Skip to main content

LeakPro 1: Leakage profiling and risk oversight for machine learning models

Many recent works have highlighted the possibility of extracting data from trained machine-learning models. However, these examples are typically performed under idealistic conditions and it is unclear if the risk prevails under more realistic assumptions. LeakPro aimed at facilitating such testing.
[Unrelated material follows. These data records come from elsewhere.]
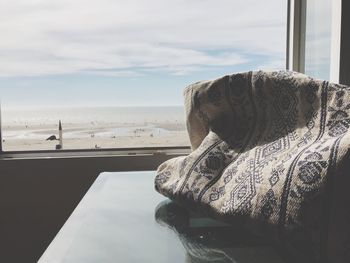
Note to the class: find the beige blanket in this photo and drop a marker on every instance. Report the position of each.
(269, 148)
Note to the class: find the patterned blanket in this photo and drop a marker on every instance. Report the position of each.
(269, 149)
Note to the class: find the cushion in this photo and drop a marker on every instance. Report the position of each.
(269, 150)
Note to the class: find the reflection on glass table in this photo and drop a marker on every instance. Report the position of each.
(123, 219)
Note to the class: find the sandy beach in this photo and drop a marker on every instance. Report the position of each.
(92, 136)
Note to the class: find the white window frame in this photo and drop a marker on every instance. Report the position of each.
(296, 37)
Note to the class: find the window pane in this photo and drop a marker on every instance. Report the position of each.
(318, 38)
(113, 72)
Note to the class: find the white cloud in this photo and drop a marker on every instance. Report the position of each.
(40, 37)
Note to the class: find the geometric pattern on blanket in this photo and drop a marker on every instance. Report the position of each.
(268, 147)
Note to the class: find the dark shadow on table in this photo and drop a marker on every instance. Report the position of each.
(208, 240)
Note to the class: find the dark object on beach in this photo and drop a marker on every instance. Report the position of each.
(52, 138)
(58, 147)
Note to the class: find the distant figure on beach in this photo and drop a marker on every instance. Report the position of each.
(52, 138)
(59, 146)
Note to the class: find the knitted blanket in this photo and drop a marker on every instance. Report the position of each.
(269, 148)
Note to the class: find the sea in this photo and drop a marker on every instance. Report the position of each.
(91, 115)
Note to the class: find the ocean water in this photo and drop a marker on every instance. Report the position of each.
(92, 115)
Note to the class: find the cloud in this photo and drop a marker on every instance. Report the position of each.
(114, 37)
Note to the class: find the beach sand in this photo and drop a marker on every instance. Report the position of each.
(95, 136)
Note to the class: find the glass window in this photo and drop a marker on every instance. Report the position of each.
(319, 38)
(113, 71)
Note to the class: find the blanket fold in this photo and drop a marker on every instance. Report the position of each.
(267, 148)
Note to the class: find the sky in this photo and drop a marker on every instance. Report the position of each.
(131, 53)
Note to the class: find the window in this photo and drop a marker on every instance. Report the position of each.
(113, 71)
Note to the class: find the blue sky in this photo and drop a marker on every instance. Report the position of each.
(128, 53)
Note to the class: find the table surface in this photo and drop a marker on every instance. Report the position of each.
(123, 219)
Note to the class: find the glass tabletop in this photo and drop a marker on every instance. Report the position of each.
(123, 219)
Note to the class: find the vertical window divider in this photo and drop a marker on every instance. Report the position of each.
(296, 35)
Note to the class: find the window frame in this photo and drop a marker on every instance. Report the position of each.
(339, 39)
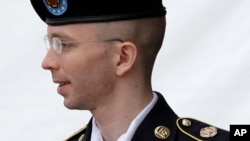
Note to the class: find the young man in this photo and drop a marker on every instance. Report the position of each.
(101, 55)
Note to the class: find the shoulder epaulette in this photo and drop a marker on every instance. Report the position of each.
(200, 131)
(79, 134)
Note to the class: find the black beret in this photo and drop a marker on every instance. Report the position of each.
(58, 12)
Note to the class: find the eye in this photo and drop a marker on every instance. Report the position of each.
(66, 44)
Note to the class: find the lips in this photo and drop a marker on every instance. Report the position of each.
(61, 84)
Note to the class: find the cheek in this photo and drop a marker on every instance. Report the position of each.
(92, 75)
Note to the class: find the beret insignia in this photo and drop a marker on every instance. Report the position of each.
(56, 7)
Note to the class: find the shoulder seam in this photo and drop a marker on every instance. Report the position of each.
(77, 132)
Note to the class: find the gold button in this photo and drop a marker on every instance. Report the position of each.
(162, 132)
(208, 132)
(81, 137)
(186, 122)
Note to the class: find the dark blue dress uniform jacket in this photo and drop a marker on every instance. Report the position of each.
(162, 124)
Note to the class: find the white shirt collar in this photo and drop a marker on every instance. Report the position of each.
(96, 133)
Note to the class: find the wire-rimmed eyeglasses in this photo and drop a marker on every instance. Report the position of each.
(57, 44)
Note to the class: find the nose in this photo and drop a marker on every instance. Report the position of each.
(51, 60)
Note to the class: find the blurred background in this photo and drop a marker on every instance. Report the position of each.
(203, 69)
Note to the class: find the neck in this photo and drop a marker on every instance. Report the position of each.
(114, 117)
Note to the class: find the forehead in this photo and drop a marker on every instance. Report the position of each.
(74, 30)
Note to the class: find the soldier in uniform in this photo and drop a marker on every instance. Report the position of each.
(101, 55)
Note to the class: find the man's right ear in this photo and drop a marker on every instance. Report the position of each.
(127, 53)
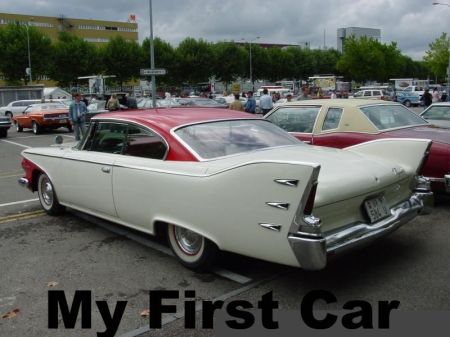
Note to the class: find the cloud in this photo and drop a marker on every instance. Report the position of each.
(413, 24)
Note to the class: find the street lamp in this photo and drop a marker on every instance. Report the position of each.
(448, 69)
(250, 61)
(29, 54)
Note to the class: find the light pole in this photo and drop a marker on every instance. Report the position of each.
(250, 62)
(29, 54)
(152, 56)
(448, 69)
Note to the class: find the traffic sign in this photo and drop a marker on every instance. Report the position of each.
(148, 71)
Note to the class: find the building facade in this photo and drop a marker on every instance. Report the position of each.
(95, 31)
(357, 32)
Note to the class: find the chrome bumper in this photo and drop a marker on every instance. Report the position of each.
(311, 251)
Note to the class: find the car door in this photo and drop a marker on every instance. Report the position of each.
(88, 169)
(297, 120)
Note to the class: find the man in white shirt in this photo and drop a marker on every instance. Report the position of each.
(265, 103)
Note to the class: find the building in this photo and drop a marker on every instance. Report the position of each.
(357, 32)
(95, 31)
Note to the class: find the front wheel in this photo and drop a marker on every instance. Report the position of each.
(191, 249)
(47, 196)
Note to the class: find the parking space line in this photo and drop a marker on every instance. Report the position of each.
(18, 202)
(225, 273)
(199, 307)
(14, 143)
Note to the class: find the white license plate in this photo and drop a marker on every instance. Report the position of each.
(377, 209)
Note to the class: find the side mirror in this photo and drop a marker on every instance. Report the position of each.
(58, 140)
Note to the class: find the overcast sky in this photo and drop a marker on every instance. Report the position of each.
(413, 24)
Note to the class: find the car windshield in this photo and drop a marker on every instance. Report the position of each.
(218, 139)
(438, 113)
(385, 116)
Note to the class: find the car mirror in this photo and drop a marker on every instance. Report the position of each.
(58, 140)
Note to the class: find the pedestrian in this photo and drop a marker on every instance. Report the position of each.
(265, 103)
(250, 105)
(237, 104)
(77, 111)
(426, 98)
(435, 96)
(113, 103)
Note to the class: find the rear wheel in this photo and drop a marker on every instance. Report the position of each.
(191, 249)
(47, 196)
(36, 128)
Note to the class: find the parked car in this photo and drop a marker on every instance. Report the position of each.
(407, 98)
(43, 116)
(17, 107)
(438, 114)
(342, 123)
(218, 179)
(5, 124)
(200, 102)
(371, 94)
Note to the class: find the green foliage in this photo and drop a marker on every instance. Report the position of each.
(73, 57)
(14, 54)
(437, 57)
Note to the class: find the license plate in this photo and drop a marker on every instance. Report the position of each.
(376, 209)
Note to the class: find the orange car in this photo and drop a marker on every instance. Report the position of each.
(43, 116)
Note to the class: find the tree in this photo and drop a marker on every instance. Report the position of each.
(122, 58)
(437, 57)
(14, 54)
(73, 57)
(194, 61)
(230, 61)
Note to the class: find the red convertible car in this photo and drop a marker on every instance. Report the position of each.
(342, 123)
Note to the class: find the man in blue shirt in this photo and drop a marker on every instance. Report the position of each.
(250, 105)
(77, 111)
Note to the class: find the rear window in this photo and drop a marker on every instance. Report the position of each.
(391, 116)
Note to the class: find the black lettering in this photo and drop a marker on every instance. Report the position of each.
(247, 317)
(209, 307)
(267, 304)
(307, 311)
(365, 315)
(57, 298)
(384, 311)
(111, 323)
(189, 310)
(157, 308)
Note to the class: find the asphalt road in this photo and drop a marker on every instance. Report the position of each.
(39, 253)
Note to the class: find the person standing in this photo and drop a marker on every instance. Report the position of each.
(77, 112)
(250, 105)
(237, 104)
(265, 103)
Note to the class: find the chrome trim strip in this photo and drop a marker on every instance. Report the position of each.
(273, 227)
(287, 182)
(280, 205)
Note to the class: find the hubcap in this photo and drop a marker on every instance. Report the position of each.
(189, 242)
(47, 192)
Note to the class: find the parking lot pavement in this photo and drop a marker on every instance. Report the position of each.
(73, 252)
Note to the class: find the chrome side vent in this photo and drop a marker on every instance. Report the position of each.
(271, 226)
(280, 205)
(287, 182)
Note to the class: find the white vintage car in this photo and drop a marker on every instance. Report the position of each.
(218, 179)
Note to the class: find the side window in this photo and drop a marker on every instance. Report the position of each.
(144, 143)
(295, 119)
(107, 137)
(332, 119)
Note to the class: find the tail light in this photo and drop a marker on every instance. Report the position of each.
(310, 202)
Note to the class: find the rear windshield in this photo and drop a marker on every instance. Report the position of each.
(218, 139)
(391, 116)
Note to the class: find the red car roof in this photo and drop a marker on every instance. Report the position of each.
(169, 118)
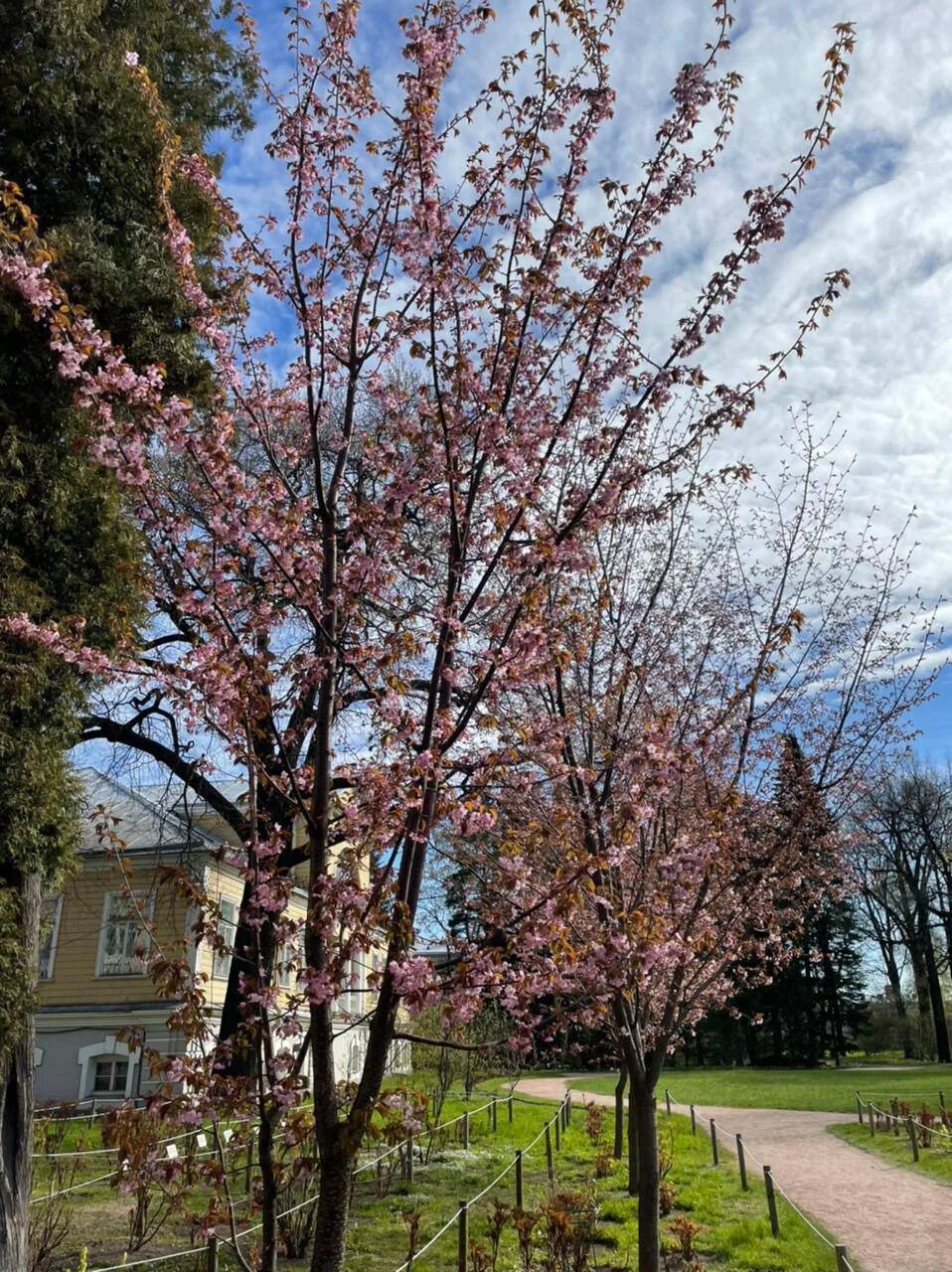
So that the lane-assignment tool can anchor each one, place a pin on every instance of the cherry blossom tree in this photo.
(358, 550)
(675, 830)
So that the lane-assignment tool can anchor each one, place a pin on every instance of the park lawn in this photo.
(934, 1162)
(734, 1232)
(828, 1090)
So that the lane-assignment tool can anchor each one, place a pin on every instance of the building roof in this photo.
(143, 823)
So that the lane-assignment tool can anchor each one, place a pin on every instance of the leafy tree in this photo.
(77, 139)
(353, 570)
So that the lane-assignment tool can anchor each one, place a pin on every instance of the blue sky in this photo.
(880, 205)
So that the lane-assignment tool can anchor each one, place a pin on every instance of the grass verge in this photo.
(934, 1162)
(829, 1090)
(732, 1226)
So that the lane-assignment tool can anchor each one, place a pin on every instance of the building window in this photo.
(227, 927)
(49, 935)
(109, 1076)
(125, 943)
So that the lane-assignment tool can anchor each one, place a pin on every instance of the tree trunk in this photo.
(927, 1036)
(935, 1003)
(620, 1113)
(17, 1095)
(645, 1127)
(633, 1148)
(332, 1207)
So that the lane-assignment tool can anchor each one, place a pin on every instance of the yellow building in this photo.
(93, 978)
Listen to AI Sweden podcast about LeakPro

AI Sweden podcast sat down with Johan Östman to understand what the LeakPro framework is about and what machine learning risks the project aims to adress (in Swedish). 

Challenges

Machine learning models are algorithms that internally encode the capability to identify patterns in a data source. In many domains, e.g., in life science or finance, the data may be sensitive. It is, therefore, paramount to assess the difficulty in extracting sensitive information under realistic adversary settings.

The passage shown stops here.